The offering contrasted greatly with the gifts of divine food and riches, whom were presented by those seeking blessings from the royal family. Anyone close to the empress knew she did not care for such things. Joaolong’s gift acted similar, the letter appearing too simple for a ruler.

“He stirs,” Joaolong gasped, referring to Tiger.

Without another word, Disung searched in haste. The secret compartment was easy to find, Disung learning of its existence years ago when he hid the item here, under the empress’s order. He knew this day would be coming but it felt like a dream. Carefully, he slid his fingers into the slot inside the stone coffin, that no larger than a woman's delicate hand, and felt around. Not a single cobweb entangled his fingers. 

While he searched, he helplessly stared at the empress in her open grave as he reached and searched. Even in death, the empress looked lovely. Lavish white and red robes concealed the fatal wound on her chest but did not hide everything. A red rash covered her hands, neck and face under the makeup. Under further inspection, flakes of skin could be seen sprinkled over the robes. Decomposition did not do this to a body; Disung knew from experience.

“Could it be?” Disung murmured, bewildered. The rash... perhaps... But it could not be possible. There were witnesses that saw Jiang murder the empress. If the empress had been poisoned, then the sword hadn't killed her. 

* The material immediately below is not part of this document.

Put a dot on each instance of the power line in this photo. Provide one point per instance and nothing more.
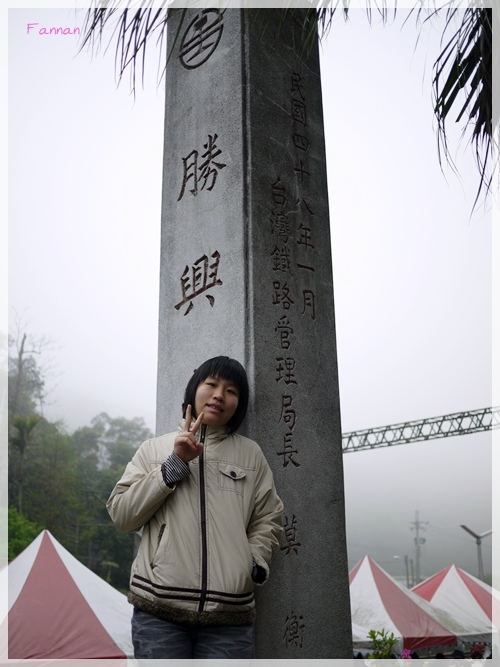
(457, 423)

Disung felt something brush against his fingertips. Carefully, he pulled out the object from the slot. It was cool to touch with ridges as if carved. This wasn't right. Despite the darkness, he recognised the item immediately. Disung cursed loudly and returned to Joaolong.

“Someone has taken what is yours,” Disung said bitterly. “The Fox beat us again.”

The Fox token read: the sunrise will come with the mountain clan’s approval.